Kagame stated that, through the leadership of Infantino, the World Cup presented opportunities for increased participation of African.

“I first got to know Gianni around eight years ago when he was campaigning to lead FIFA. I was convinced by his values and by his vision for the positive role that football can play in society. He was the leader FIFA needed at that moment and everything I have seen from that time until now assures me that he deserves to continue to lead this organization,” he said.

"Under the new FIFA World Cup format, the slots available for African teams will almost double, creating even more engagement and visibility on our continent. What is important is the plan to continue developing and anchoring football in Africa," added Kagame.

The President maintained that the African Cup of Nationals is not a little tournament stressing that the difference between a successful player in Africa and Europe has nothing to do with talent.

“Often, the difference between a successful player in Africa and Europe is not talent. It is the lack of quality infrastructure, training and support,” he underscored.
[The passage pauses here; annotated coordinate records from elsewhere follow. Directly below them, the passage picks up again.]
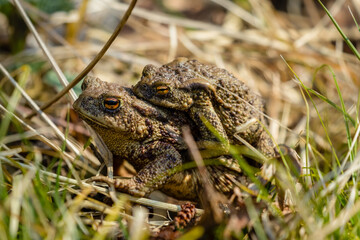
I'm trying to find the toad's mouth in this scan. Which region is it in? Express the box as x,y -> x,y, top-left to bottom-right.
76,111 -> 109,128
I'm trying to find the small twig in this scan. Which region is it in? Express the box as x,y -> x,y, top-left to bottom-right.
27,0 -> 137,118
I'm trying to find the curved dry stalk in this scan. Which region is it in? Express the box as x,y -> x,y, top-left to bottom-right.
26,0 -> 137,118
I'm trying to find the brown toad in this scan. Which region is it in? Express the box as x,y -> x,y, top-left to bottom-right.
73,77 -> 253,200
133,58 -> 274,160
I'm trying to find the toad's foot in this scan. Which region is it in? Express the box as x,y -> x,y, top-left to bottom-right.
196,141 -> 230,158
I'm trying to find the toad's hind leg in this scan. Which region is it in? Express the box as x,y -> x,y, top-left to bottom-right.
189,103 -> 230,158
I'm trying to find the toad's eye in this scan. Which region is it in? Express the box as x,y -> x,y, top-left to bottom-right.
155,85 -> 170,95
104,97 -> 121,111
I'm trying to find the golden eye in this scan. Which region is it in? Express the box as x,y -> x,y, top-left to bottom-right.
104,97 -> 121,110
155,85 -> 170,95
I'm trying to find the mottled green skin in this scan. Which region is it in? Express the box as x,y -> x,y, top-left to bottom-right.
133,58 -> 274,157
73,77 -> 246,200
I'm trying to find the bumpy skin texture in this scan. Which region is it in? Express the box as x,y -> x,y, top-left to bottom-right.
133,58 -> 274,157
73,77 -> 247,200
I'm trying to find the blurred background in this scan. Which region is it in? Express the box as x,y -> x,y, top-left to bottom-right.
0,0 -> 360,171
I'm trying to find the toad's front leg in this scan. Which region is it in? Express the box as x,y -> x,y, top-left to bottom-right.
90,142 -> 182,197
189,103 -> 230,158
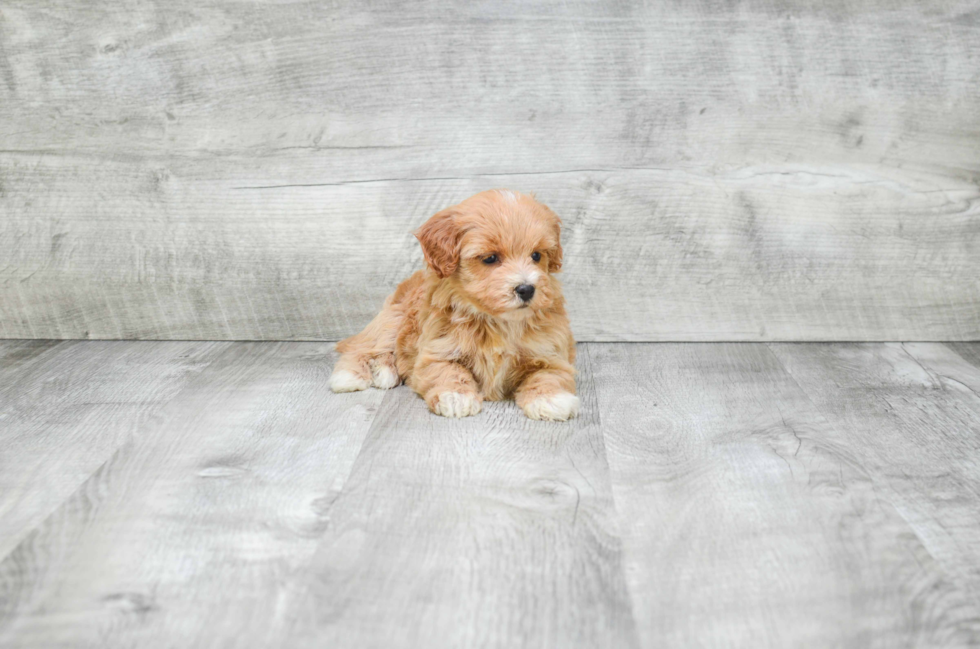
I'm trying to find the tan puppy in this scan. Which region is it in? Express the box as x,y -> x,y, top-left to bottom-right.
330,189 -> 579,420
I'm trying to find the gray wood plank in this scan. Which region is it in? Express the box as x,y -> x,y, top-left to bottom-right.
0,157 -> 980,341
588,344 -> 980,648
280,342 -> 636,648
773,343 -> 980,602
0,343 -> 383,647
0,0 -> 980,340
0,341 -> 225,558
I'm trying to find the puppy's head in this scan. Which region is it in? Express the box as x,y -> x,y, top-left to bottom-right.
415,189 -> 562,319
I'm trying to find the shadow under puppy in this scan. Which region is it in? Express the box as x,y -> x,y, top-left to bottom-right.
330,189 -> 579,420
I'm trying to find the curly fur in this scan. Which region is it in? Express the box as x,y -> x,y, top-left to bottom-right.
331,190 -> 579,420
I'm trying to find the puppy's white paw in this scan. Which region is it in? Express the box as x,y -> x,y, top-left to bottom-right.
371,364 -> 399,390
524,392 -> 579,421
330,370 -> 371,392
435,392 -> 482,418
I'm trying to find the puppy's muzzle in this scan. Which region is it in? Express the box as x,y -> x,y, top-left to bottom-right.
514,284 -> 534,302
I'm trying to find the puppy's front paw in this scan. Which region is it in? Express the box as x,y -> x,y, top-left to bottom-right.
330,370 -> 371,392
432,392 -> 482,418
524,392 -> 579,421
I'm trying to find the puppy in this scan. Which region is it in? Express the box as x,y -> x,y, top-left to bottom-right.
330,189 -> 579,421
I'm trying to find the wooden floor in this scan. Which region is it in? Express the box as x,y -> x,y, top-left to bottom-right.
0,341 -> 980,649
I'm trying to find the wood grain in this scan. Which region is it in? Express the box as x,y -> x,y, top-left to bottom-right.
288,342 -> 636,647
773,343 -> 980,601
0,0 -> 980,341
589,345 -> 980,647
0,341 -> 224,558
0,343 -> 382,647
0,341 -> 980,649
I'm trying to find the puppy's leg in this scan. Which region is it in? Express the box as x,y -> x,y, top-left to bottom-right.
412,361 -> 483,417
368,352 -> 401,390
330,284 -> 404,392
514,365 -> 579,421
330,353 -> 371,392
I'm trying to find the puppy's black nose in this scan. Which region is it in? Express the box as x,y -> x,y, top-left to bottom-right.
514,284 -> 534,302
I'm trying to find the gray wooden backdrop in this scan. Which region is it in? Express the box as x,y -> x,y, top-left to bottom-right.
0,0 -> 980,341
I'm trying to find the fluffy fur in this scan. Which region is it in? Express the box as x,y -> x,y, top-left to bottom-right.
330,190 -> 579,420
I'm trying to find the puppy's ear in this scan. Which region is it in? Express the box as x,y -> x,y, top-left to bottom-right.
415,209 -> 463,278
548,215 -> 563,273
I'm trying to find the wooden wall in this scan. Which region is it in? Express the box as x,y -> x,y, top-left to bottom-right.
0,0 -> 980,341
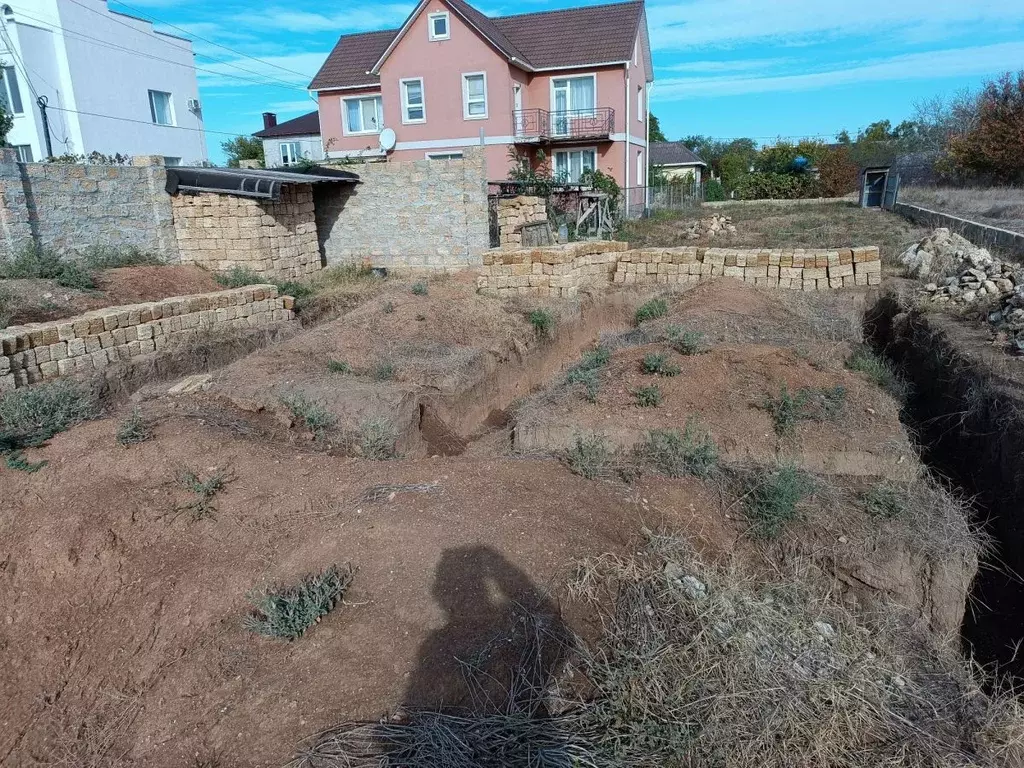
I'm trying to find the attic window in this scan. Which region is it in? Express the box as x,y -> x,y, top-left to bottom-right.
427,11 -> 452,40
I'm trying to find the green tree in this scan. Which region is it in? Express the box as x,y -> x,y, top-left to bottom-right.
648,113 -> 669,141
220,136 -> 266,168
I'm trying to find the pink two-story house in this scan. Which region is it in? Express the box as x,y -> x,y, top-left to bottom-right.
309,0 -> 653,187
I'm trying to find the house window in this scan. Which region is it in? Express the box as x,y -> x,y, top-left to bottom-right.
462,72 -> 487,120
345,96 -> 384,134
0,67 -> 25,115
400,78 -> 427,123
427,11 -> 452,40
555,150 -> 597,184
150,91 -> 174,125
279,141 -> 302,165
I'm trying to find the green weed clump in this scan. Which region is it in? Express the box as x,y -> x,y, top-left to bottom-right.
281,392 -> 338,440
529,309 -> 555,339
633,384 -> 662,408
637,418 -> 719,477
244,565 -> 353,640
643,352 -> 679,376
635,299 -> 669,326
743,465 -> 814,539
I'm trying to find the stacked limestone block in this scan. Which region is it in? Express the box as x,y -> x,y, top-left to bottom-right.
0,285 -> 298,392
612,247 -> 882,291
172,184 -> 321,280
498,195 -> 548,249
476,241 -> 629,299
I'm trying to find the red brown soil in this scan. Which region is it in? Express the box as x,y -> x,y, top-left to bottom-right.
0,418 -> 720,766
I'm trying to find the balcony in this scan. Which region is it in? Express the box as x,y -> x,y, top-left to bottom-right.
512,106 -> 615,144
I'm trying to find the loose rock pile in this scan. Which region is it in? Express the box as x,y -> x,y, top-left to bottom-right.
899,228 -> 1024,351
683,214 -> 736,240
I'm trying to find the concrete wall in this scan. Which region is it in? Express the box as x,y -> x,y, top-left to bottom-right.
314,147 -> 489,268
0,150 -> 177,260
171,184 -> 321,280
0,285 -> 298,393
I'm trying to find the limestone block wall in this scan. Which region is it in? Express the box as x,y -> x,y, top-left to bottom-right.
315,147 -> 490,268
477,241 -> 882,298
0,285 -> 298,392
171,184 -> 321,280
498,195 -> 548,249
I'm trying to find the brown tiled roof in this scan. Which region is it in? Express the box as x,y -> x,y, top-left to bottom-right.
253,112 -> 319,138
309,30 -> 398,90
309,0 -> 644,90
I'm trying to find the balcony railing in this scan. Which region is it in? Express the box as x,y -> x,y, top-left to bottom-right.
512,106 -> 615,143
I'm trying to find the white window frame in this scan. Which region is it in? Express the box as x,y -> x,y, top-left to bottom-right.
462,72 -> 488,120
398,78 -> 427,125
551,146 -> 601,184
341,93 -> 384,136
427,10 -> 452,40
150,88 -> 178,127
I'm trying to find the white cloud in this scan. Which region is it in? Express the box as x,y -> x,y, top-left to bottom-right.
647,0 -> 1024,50
655,43 -> 1024,101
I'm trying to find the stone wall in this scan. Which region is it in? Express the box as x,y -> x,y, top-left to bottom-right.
171,184 -> 321,280
498,195 -> 548,249
0,285 -> 298,392
477,242 -> 882,298
0,150 -> 177,260
315,147 -> 489,268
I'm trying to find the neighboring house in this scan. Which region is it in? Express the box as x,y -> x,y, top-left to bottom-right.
253,112 -> 324,168
309,0 -> 653,186
0,0 -> 207,165
650,141 -> 708,184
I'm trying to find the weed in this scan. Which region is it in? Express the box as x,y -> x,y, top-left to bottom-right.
633,384 -> 662,408
529,309 -> 555,338
281,392 -> 338,440
743,464 -> 814,539
0,380 -> 98,454
665,326 -> 708,355
636,299 -> 669,326
359,416 -> 398,461
637,418 -> 718,477
244,565 -> 352,640
565,434 -> 611,480
174,467 -> 230,522
117,408 -> 153,446
643,352 -> 679,376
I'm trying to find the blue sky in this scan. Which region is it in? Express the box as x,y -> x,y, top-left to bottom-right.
110,0 -> 1024,161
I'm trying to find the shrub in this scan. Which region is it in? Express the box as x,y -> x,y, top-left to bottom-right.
529,309 -> 555,338
117,408 -> 153,445
0,380 -> 98,454
244,565 -> 352,640
359,416 -> 398,461
743,465 -> 813,539
565,434 -> 611,480
281,392 -> 338,440
638,418 -> 718,477
633,384 -> 662,408
643,352 -> 679,376
636,299 -> 669,326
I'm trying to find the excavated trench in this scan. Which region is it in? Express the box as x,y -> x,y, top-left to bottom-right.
865,294 -> 1024,678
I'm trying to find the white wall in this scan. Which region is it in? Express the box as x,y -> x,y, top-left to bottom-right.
0,0 -> 206,163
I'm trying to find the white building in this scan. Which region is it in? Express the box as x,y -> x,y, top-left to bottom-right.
0,0 -> 207,165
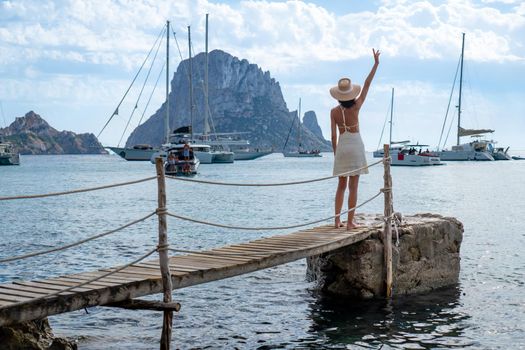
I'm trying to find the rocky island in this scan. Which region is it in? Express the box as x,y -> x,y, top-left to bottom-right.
0,111 -> 107,154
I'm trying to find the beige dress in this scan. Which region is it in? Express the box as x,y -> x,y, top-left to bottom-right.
333,107 -> 368,176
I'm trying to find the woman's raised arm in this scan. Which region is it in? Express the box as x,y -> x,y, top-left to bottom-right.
356,49 -> 381,108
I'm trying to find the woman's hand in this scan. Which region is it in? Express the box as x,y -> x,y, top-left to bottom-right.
372,49 -> 381,64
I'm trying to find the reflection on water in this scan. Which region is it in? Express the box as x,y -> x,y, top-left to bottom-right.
0,154 -> 525,350
311,287 -> 473,349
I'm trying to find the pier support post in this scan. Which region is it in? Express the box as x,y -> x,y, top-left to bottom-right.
155,157 -> 173,350
383,145 -> 394,298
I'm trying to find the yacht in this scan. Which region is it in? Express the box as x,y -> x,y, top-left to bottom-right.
390,144 -> 443,166
437,33 -> 494,161
0,142 -> 20,165
164,144 -> 200,176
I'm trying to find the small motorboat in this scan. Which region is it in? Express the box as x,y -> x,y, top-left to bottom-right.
164,143 -> 200,176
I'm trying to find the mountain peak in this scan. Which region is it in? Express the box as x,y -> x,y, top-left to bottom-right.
126,50 -> 330,150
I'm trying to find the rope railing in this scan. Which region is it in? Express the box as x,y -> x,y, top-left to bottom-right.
0,212 -> 156,263
0,176 -> 157,201
166,159 -> 385,187
166,191 -> 383,231
10,247 -> 158,305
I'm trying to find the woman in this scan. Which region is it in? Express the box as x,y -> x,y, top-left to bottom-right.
330,49 -> 380,230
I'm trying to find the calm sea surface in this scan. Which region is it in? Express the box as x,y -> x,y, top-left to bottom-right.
0,154 -> 525,349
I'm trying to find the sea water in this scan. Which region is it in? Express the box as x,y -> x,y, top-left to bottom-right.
0,153 -> 525,349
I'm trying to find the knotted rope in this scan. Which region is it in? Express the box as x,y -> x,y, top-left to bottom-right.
0,176 -> 157,201
167,192 -> 381,231
0,213 -> 155,263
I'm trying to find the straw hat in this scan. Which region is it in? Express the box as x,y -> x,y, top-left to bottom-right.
330,78 -> 361,101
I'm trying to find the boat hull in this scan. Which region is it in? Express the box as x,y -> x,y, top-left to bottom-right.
283,152 -> 322,158
390,153 -> 443,166
106,147 -> 158,161
437,151 -> 494,161
211,152 -> 235,163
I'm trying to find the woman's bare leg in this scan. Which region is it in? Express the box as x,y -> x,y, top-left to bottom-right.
335,176 -> 348,228
346,175 -> 359,230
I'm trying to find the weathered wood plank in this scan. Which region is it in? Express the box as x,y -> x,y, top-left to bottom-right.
0,226 -> 371,325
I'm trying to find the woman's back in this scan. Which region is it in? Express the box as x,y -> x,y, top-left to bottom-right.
330,105 -> 359,134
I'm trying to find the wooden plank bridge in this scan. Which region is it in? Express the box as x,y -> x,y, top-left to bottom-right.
0,225 -> 380,326
0,145 -> 393,349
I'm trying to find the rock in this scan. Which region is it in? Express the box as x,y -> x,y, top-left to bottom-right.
0,318 -> 77,350
126,50 -> 331,151
0,111 -> 107,154
307,214 -> 463,299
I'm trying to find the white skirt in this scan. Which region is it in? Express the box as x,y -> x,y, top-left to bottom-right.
333,131 -> 368,176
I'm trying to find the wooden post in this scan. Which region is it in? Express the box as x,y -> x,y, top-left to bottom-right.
155,157 -> 173,350
383,145 -> 393,298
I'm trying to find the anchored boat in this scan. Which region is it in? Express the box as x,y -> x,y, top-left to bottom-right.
437,33 -> 494,161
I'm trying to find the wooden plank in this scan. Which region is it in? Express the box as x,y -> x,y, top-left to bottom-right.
13,281 -> 91,293
104,299 -> 180,312
0,294 -> 34,303
52,275 -> 119,289
0,288 -> 51,299
0,224 -> 375,325
0,284 -> 72,295
78,272 -> 142,283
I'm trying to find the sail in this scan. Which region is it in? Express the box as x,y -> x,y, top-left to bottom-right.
458,126 -> 494,136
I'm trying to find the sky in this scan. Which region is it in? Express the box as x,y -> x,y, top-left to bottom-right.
0,0 -> 525,150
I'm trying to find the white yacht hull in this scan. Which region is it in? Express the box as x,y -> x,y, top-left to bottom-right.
283,152 -> 322,158
437,150 -> 494,161
391,153 -> 443,166
106,147 -> 158,161
234,151 -> 272,160
0,154 -> 20,165
211,151 -> 235,163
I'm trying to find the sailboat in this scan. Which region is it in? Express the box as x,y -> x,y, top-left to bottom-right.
373,88 -> 410,158
437,33 -> 494,161
283,99 -> 321,158
151,20 -> 234,164
374,88 -> 442,166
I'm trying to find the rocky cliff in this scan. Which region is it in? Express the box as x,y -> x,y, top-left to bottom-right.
126,50 -> 330,150
0,111 -> 106,154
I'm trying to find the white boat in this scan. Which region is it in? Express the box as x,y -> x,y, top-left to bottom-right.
390,144 -> 443,166
489,141 -> 512,160
106,145 -> 159,161
437,33 -> 494,161
164,144 -> 200,176
373,88 -> 410,158
194,132 -> 273,160
283,99 -> 322,158
0,142 -> 20,165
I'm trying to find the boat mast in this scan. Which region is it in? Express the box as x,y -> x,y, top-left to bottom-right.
457,33 -> 465,146
388,88 -> 394,146
203,14 -> 210,139
297,97 -> 301,152
164,21 -> 170,143
188,26 -> 193,140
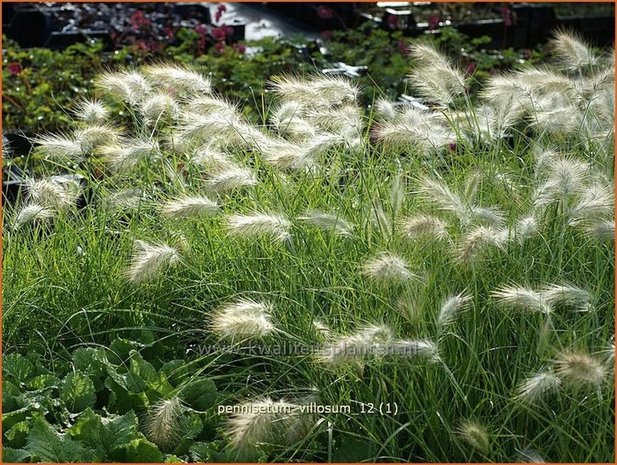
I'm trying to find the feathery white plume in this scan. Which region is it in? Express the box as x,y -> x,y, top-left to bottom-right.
35,134 -> 83,161
126,240 -> 180,284
226,397 -> 315,460
144,397 -> 184,450
550,31 -> 598,72
271,76 -> 359,107
26,179 -> 79,210
555,352 -> 608,387
73,99 -> 109,124
144,64 -> 212,94
457,419 -> 490,454
13,203 -> 55,229
409,43 -> 465,107
95,71 -> 151,105
74,124 -> 120,152
210,299 -> 276,341
139,93 -> 180,124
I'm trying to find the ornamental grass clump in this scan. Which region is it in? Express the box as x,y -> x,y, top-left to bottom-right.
2,31 -> 614,463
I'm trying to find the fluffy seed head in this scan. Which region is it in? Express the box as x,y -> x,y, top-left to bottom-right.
139,94 -> 179,124
35,134 -> 83,161
144,397 -> 184,450
26,179 -> 79,210
362,252 -> 416,283
144,65 -> 212,94
13,203 -> 55,229
162,196 -> 219,219
73,99 -> 109,124
95,71 -> 151,105
210,299 -> 276,341
551,31 -> 598,72
227,397 -> 314,459
227,213 -> 291,242
409,43 -> 465,107
75,124 -> 120,152
458,420 -> 490,454
271,76 -> 359,107
555,352 -> 607,387
126,240 -> 180,284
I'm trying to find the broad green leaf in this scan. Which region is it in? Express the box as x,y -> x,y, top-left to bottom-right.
125,436 -> 163,463
73,347 -> 108,377
24,415 -> 96,463
2,406 -> 32,431
2,447 -> 30,463
108,337 -> 144,365
180,377 -> 217,411
4,421 -> 30,449
26,373 -> 60,391
2,354 -> 35,384
67,409 -> 138,459
60,372 -> 96,413
2,379 -> 24,415
332,437 -> 375,462
105,374 -> 148,413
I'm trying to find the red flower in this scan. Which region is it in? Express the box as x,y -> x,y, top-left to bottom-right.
163,26 -> 176,40
9,63 -> 23,76
195,24 -> 208,55
321,31 -> 334,40
317,5 -> 334,19
214,42 -> 225,55
428,15 -> 439,31
501,5 -> 512,27
388,15 -> 398,29
129,11 -> 150,31
214,5 -> 227,23
210,26 -> 233,40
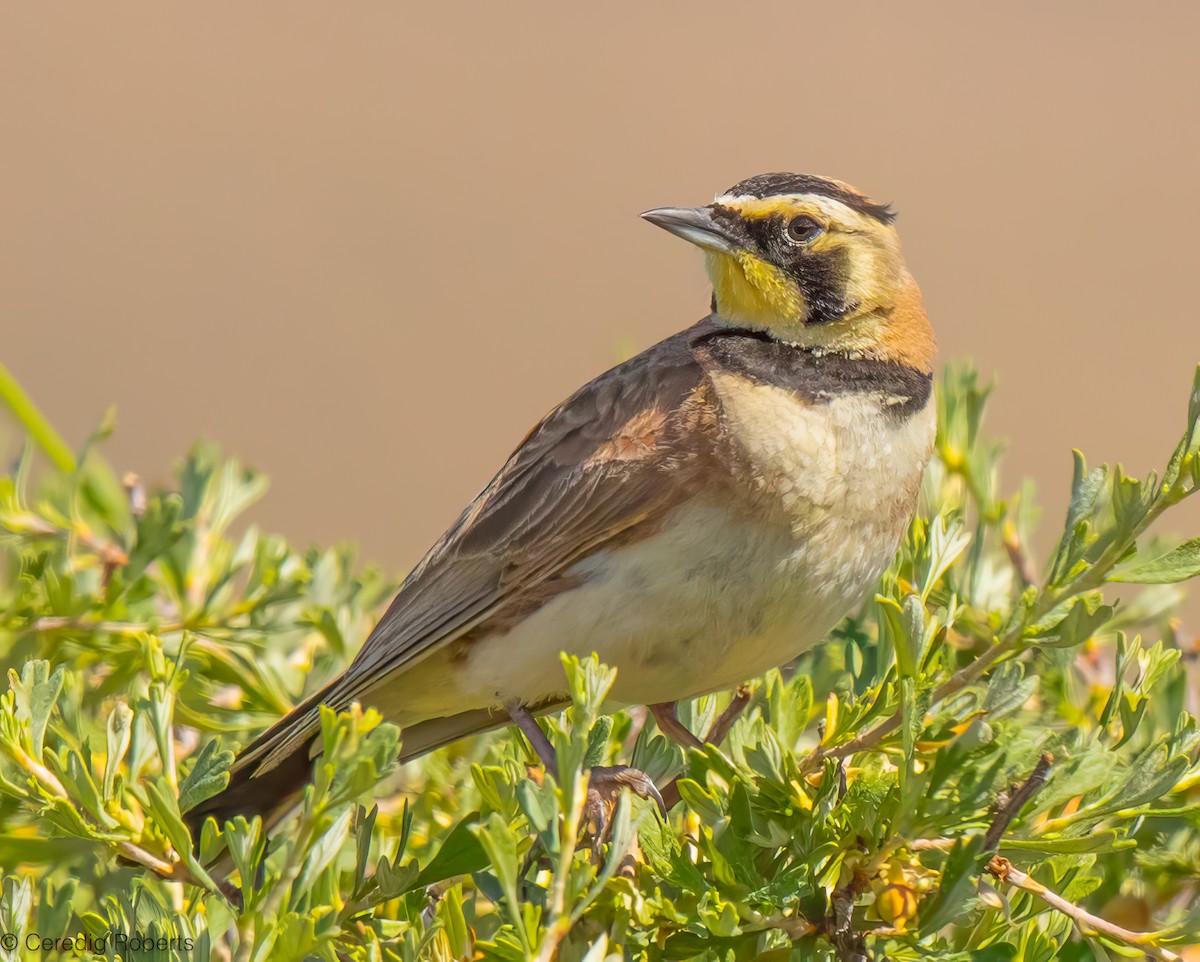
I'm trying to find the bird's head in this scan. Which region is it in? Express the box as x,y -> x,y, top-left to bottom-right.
642,174 -> 935,371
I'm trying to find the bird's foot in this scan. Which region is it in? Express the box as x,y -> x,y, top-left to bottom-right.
583,765 -> 667,861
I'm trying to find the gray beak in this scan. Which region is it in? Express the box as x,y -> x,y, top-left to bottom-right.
642,208 -> 740,253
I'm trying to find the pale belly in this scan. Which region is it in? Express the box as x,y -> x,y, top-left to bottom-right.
380,389 -> 935,721
457,494 -> 901,705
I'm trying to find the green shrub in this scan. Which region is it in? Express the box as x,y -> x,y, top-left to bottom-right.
0,368 -> 1200,962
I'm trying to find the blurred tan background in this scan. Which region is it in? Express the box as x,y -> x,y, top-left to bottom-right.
0,0 -> 1200,614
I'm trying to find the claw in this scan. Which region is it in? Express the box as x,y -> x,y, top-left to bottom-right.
584,765 -> 667,848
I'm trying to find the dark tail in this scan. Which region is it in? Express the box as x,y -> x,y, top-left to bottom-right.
184,690 -> 544,840
184,690 -> 328,842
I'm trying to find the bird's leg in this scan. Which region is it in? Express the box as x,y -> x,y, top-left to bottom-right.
504,702 -> 558,774
650,702 -> 704,748
650,685 -> 752,808
704,685 -> 754,745
505,703 -> 662,844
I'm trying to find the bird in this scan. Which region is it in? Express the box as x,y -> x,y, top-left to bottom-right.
187,173 -> 936,829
Kagame stressed the need for collaboration between federations and associations to reach common objectives quickly and observed that today’s world needs sports that unites people.

“What the world needs is to see more of the positive spirit of sportsmanship in pour politics rather than bringing political divisions into sports. […] We need to keep bad politics out of sports,” he stated.

Kagame pointed out an example alluding to the way criticisms increased when Qatar was selected to host the World Cup 2022 until it ended successfully.

“As we saw last year, in the constant hypocritical criticisms at the World Cup; instead of asking why is it being held there, first ask why not?” he wondered.

“Unless we are talking about a kind of entitlement that only some of us on this globe deserve to enjoy. It is about keeping some people in their place but that kind of attitude should have been left far behind in history by now,” added Kagame.

The Head of State also said that athletes have rights to object to what personally affects them and their communities.

“They certainly do. Politics in sports reflects the problems that society faces. When fans throw bananas at African football players or taunt a female referee; that is because of a negative social environment that feeds those wrong behaviours.

We need to work together to ensure that the game is inclusive and respectful of everyone,” he stated.

On 2nd October 2010, Qatar was selected as a host for World Cup 2022.

On 5th May 2011, the former FIFA Vice President, Jack Warner made revelations that the process involved corruption.

It was reported that Qatar offered US$1.5 million bribe to the African Confederation Cup (CAF), which was led by Issa Hayatou at the time to vote for its Qatar’s 2022 World Cup bid.

On 25th September 2013, The Guardian reported that many workers from Nepal faced mistreatment in the country under what was termed as a form of ‘slavery’.

On 18th November 2013, Amnesty International released a report pointing out problems of workers receiving peanuts yet they are employed in multibillion construction projects.

In 2014, The Observer reported that 400 migrants from Nepal died during contraction works in Qatar since it was selected to host the World Cup in 2010.

In February 2021, The Guardian reported that 6,500 migrants during construction of a stadium. Figures had been provided by embassies.

Qatar claimed that the figures were false because some of those people succumbed to natural cause with no connection to projects related to preparations for the World Cup 2022.

Sources confirming correct figures indicated that only 3 out of 37 employees hired to build a stadium died doing related works between 2014 and 2020.

As for other countries that hosted the World Cup, South Africa (2010), Brazil (2014) and Russia (2018) registered two, eight and 21 deaths respectively.

Apparently, the critics were disappointed to see Qatar hosting the World Cup given that such incidents are put in shoulders of construction companies in Europe instead of blaming the country.

Qatar said that 30,000 foreigners were hired during the construction of stadiums.

President Kagame with Gianni Infantino at the 73rd FIFA Congress in Kigali.